Comment faites-vous pour vous détendre ? Parlez-nous un peu de vous-même.

Je suis quelqu’un qui aime l’eau et la nature. Nous avons la chance d’avoir l’une et l’autre dans la région de Saint-Gall (Suisse). Avec le massif de l’Alpstein, nous avons un domaine de randonnée et d’alpinisme extrêmement bien aménagé, pour tous les niveaux. Nous avons aussi de nombreux lacs de montagne, des petites rivières et évidemment le magnifique lac de Constance.

Je vis maintenant en Thaïlande et ce que l’on ne peut faire que six mois par an en Suisse, je peux en profiter ici d’un bout à l’autre de l’année car il fait toujours chaud.
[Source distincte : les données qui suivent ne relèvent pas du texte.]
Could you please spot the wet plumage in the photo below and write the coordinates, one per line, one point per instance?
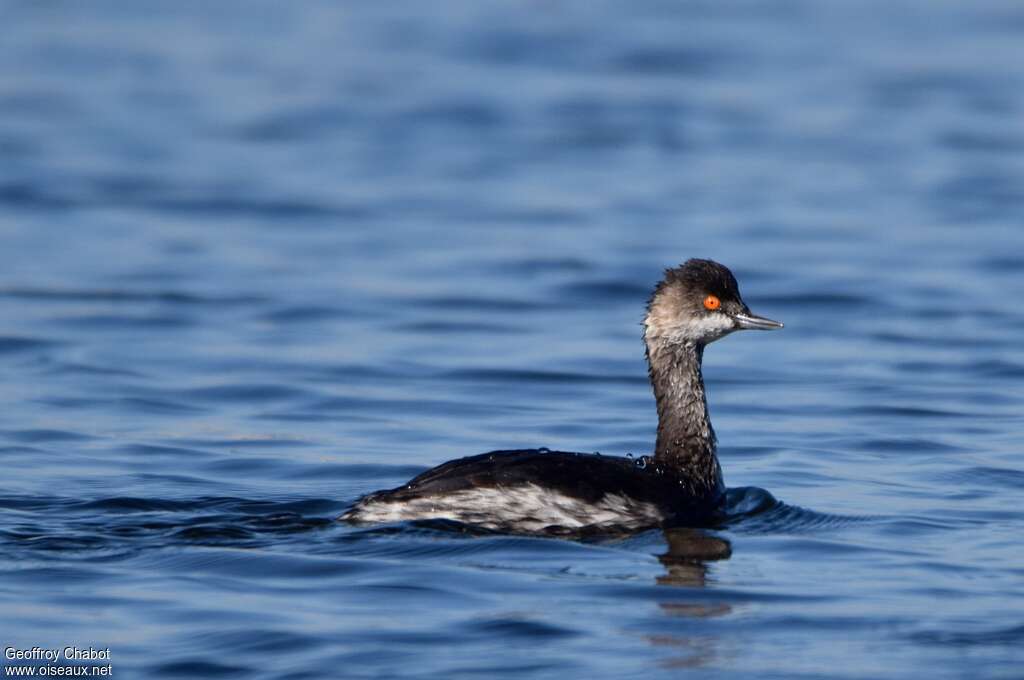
(537, 491)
La nature de ce pays est fascinante et sa diversité si extraordinaire qu’on ne sait par où commencer pour la découvrir. Quel que soit l’endroit du monde où je me trouve, la beauté de la nature est pour moi un refuge où je peux recharger mes batteries.

Le week-end, je laisse libre cours à mes envies gastronomiques : un délicieux repas, un bon verre de vin ou un single malt accompagné d’un cigare, je prends le temps de profiter des bons côtés de la vie avec ma compagne et mes amis.